We already knew the rough details of what it was announcing: that PayPal would come to market with a portable card reader for accepting credit card payments on the go. Today’s press conference was all about showing how PayPal, late to the game in some respects, would beat Square, the smaller but more nimble startup in the mobile payments space.
Did it succeed?
A lot of PayPal’s messaging was about its existing dominance in the merchant services business and in mobile payments. Prior to the start of the press conference, the company replayed an impressive array of stats over and over before the media audience. For instance:
- PayPal hit $4 billion in payments on mobile devices in 2011
- PayPal is expected to beat $7 billion in mobile payments in 2012.
- PayPal had more than 17 million active mobile users, compared to 8 million in June.
- Merchant services total payment volume was $22 billion in the fourth quarter 2011, up 29 percent year-over-year
- Its merchant services accounted for 66 percent of PayPal’s total payment volume, with $77 billion precessed in 2011. That’s up 36 percent year-over-year.
- PayPal adds more than 1 million consumers a month, with more than 100 million accounts worldwide.
But move past the numbers and the highlight of the presentation was the card reader and availability of mobile apps — one for businesses and one for consumers — that are designed to allow PayPal merchants to get payment for objects and service online and offline.
The card reader itself is about what you’d expect: It has a triangle shape (in contrast to the Square reader), and allows merchants to swipe and get payments immediately. But where PayPal’s pitch shines is in its ability to allow PayPal Here merchants to accept payments for goods whether the sale happens in person or from online inventory. Frankly, that gives a lot of flexibility that Square can’t offer today.
The PayPal Here app also looks pretty slick, and allows for transactions beyond just swiping a credit card. It also allows them to take a picture and scan a credit card when the reader isn’t available thanks to Card.io, or scan a check and receive instant credit. And finally, merchants can also keep track of cash transactions. They can charge instantly using the “Simple” interface, or can create an inventory of products and services to add to a transaction, and even send an invoice to customers.
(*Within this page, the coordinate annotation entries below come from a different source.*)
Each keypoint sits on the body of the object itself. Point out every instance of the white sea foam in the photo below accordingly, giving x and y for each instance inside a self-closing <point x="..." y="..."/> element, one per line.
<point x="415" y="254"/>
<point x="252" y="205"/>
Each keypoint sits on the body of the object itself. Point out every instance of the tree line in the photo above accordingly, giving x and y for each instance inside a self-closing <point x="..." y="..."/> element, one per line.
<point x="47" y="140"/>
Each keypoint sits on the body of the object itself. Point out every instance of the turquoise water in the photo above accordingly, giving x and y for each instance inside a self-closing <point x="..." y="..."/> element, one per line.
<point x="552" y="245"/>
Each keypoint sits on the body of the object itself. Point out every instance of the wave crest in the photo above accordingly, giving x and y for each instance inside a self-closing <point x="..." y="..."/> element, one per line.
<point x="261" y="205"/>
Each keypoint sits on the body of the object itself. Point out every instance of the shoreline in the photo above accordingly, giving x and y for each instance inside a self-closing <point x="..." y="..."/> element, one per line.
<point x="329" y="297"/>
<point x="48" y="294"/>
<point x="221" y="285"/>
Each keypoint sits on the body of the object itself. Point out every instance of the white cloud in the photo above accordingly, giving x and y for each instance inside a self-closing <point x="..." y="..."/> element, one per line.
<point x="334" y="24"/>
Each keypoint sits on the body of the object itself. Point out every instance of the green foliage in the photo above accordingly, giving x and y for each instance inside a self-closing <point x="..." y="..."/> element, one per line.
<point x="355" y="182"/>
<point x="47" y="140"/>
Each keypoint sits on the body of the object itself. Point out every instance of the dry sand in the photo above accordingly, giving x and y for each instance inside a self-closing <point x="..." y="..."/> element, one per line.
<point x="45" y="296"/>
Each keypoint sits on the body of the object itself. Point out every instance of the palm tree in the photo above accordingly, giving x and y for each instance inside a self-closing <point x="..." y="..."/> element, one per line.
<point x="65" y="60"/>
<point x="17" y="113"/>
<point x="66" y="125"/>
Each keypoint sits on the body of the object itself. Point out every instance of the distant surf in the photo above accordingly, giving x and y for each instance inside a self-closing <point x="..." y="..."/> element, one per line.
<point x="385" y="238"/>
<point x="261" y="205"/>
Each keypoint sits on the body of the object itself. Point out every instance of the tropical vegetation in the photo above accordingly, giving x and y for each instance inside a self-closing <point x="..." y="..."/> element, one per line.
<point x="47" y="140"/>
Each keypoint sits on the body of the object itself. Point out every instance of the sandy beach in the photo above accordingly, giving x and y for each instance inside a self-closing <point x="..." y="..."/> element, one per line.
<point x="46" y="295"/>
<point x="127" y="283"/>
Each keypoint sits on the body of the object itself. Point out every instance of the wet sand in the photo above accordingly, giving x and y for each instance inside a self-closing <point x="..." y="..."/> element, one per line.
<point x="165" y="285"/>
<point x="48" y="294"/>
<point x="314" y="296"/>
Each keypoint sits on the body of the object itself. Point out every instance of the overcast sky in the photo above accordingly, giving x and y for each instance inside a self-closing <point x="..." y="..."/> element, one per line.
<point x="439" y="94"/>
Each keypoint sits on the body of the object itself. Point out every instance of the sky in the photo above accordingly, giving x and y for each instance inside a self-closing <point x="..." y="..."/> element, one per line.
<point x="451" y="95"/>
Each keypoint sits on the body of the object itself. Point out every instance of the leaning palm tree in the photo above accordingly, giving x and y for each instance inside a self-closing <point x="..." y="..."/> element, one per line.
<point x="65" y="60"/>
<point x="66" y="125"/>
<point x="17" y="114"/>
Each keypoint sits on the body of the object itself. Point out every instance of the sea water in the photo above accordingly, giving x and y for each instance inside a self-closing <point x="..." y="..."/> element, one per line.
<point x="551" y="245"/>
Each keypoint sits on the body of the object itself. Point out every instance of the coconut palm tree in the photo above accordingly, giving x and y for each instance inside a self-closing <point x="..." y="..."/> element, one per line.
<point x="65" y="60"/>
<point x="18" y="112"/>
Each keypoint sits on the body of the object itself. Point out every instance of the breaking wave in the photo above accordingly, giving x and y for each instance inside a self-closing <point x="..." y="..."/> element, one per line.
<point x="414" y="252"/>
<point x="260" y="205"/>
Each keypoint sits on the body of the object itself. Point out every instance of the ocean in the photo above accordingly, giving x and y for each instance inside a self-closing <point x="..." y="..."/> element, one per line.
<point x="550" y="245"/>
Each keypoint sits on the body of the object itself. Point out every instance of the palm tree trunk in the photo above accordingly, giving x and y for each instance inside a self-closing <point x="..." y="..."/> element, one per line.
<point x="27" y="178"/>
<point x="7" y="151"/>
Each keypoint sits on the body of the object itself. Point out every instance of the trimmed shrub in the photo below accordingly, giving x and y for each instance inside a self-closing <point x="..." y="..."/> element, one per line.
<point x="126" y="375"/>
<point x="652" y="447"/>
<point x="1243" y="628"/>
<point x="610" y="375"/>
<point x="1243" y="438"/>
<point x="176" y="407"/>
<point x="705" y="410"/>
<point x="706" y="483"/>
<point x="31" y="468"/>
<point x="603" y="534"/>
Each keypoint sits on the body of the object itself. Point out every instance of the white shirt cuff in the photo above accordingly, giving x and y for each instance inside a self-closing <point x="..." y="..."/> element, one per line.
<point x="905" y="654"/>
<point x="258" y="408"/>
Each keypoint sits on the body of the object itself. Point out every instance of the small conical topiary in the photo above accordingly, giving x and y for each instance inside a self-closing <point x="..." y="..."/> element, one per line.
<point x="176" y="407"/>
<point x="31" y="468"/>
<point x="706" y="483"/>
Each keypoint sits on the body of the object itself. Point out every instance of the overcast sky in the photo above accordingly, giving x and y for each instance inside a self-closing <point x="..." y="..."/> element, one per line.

Merchants will be charged a flat 2.7 percent fee for all transactions, which is slightly lower than Square’s 2.75 percent. But it’s trying to sweeten the deal for merchants by offering instant access to all funds and a debit card that will enable merchants to take cash out. Also, that debit card will offer 1 percent cash back on all purchases, which PayPal says can bring the effective rate to 1.7 percent for those who use PayPal’s merchant service and debit card.
Finally, PayPal is releasing an updated consumer app that will allow users to know where local PayPal merchants using the app and card reader are available. Through the app, users will be able to notify merchants that they’re on their way.
But will this all resonate with its merchants, and with users? PayPal is hoping to draw on the more than 100 million users worldwide it has registered, and said it will be aggressively pushing updates to the consumer app, as well as making thousands of PayPal Here readers available to merchants. The service starts today with select merchants in the US, Hong Kong, Canada and Australia and will expand soon to other countries.